GPU | H200 w/ 141GB VRAM |
---|---|
RAM | 2TB |
Storage | 28TB RAID0 nvme |
Table 1. Hardware specifications of the benchmark system
Benchmark Results
For the benchmark we use the https://github.com/pola-rs/polars-benchmark repo which itself is based on the TPC-H benchmark. We’ve made slight modifications to the Makefile and settings that allow us to run batches and gather results.

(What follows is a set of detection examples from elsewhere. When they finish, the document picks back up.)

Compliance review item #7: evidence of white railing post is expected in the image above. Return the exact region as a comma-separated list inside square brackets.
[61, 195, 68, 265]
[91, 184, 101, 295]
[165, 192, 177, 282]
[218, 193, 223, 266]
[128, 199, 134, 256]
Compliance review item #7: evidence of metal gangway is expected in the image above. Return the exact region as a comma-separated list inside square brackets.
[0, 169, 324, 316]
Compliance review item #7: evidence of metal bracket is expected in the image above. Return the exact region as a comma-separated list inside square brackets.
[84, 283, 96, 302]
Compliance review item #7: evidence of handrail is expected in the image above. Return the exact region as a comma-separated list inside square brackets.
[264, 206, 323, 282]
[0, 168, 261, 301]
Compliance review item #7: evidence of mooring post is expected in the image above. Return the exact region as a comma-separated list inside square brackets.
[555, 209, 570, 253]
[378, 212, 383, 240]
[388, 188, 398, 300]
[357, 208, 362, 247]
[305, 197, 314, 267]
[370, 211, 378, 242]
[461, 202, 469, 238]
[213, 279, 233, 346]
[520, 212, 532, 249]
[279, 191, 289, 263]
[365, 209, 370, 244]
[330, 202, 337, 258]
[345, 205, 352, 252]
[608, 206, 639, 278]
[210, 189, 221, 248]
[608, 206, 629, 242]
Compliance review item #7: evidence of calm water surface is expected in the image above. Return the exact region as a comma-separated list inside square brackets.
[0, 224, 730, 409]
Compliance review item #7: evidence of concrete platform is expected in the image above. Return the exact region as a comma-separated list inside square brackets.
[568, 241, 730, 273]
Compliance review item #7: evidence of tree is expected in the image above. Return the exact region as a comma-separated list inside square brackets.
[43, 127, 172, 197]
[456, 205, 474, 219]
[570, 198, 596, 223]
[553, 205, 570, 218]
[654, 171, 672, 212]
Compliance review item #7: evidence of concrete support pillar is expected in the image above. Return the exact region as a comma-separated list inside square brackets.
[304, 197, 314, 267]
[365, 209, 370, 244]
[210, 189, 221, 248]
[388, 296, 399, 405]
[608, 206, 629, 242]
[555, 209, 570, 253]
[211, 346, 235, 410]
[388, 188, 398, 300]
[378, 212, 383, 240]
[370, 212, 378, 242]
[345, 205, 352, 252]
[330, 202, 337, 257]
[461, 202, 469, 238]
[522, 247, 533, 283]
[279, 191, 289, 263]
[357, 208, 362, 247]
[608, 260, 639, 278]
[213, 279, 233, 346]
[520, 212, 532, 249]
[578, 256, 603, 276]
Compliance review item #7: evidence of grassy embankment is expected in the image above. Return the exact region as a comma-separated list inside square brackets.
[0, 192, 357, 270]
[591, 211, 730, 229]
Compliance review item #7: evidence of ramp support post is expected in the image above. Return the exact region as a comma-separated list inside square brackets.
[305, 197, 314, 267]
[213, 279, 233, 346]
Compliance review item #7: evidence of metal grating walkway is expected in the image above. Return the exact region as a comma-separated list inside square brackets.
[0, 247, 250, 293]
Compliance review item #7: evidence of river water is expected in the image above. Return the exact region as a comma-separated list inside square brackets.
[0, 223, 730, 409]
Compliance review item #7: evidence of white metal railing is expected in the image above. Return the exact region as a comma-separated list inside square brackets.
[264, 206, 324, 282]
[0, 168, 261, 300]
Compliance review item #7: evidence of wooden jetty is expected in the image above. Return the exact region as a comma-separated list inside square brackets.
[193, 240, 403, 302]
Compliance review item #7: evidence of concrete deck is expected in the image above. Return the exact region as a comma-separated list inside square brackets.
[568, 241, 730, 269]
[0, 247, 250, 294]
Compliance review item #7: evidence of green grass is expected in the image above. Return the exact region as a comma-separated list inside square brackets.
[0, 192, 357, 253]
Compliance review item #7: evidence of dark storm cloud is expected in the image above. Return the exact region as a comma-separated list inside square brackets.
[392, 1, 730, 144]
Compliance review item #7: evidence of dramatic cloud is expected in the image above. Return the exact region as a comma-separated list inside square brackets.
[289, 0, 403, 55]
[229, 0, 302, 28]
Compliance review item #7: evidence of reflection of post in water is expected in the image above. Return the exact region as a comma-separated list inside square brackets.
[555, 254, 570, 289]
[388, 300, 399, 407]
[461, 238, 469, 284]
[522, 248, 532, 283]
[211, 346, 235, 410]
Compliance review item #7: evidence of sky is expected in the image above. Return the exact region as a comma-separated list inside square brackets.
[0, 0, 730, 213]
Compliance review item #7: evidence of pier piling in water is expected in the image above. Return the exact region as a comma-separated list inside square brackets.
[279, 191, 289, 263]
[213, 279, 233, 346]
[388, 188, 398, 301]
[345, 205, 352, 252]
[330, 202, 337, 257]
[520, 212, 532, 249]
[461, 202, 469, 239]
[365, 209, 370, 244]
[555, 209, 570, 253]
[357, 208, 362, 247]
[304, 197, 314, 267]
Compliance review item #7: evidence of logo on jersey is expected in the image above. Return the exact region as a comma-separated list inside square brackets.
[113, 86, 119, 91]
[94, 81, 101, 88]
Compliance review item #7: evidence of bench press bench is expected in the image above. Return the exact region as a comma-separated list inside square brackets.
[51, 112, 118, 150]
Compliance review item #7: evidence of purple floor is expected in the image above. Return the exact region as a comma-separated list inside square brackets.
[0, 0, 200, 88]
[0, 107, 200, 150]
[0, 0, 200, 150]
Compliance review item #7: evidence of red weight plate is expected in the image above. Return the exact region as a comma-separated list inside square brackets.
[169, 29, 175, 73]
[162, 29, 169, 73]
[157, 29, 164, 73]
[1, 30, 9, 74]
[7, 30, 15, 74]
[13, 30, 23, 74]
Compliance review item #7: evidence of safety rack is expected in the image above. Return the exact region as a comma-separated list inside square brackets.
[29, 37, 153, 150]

With the benchmark we want to find out two things:
- What is the performance of the normal GPU Engine config, compared to one enabling UVM?
- Does UVM allow for larger than VRAM calculations?
Figure 1. Benchmark results with different GPU Engine configurations on different dataset scales.
From this figure we can observe several key performance patterns that reveal the complex tradeoffs between different memory management approaches:
- Notably, while UVM successfully processes all queries in the 300GB dataset without running out of memory, the CUDA + Pool configuration fails on the first query despite handling nearly all other queries successfully with only 141GB of VRAM available. This pattern highlights how query execution success depends heavily on the specific memory access patterns and requirements of individual scenarios rather than just overall memory capacity.
- The pool sub-allocator consistently demonstrates its value as an optimization layer, reducing benchmark runtime by 15% on smaller datasets (scale factor 10) and up to 60% on larger datasets (scale factor 300), making it an easy default choice for most configurations.
- As expected, the base UVM configuration shows significant performance penalties, running 1.5x to 2.4x slower than the base CUDA configuration due to the absence of intelligent page migration mechanisms. In this worst-case scenario, every memory access that isn’t already in VRAM triggers a page fault, causing severe memory performance degradation as items are swapped into VRAM on demand.
- However, when UVM incorporates both pool allocation and prefetching, this performance penalty shrinks considerably to just 1.2x to 1.3x slower than CUDA, demonstrating the effectiveness of proactive memory management.
Additionally, we can conclude that UVM allows for executing queries above the memory threshold that a configuration without UVM could process. This happens at a slight cost of performance, however. This also means that in some cases, despite your dataset being too large to fit into VRAM in its entirety, you might be able to still process it without UVM.
Your Mileage May Vary
Ultimately what you should pick will depend on your use case. The big factors are the hardware that is available to you, the data you’re working with, and what your query looks like. Luckily trying out these engine configurations is as easy as adapting only the .collect(...)
call. Be sure to benchmark a couple of times (using tools like hyperfine, py-spy, or Scalene) and pick the one that suits you best!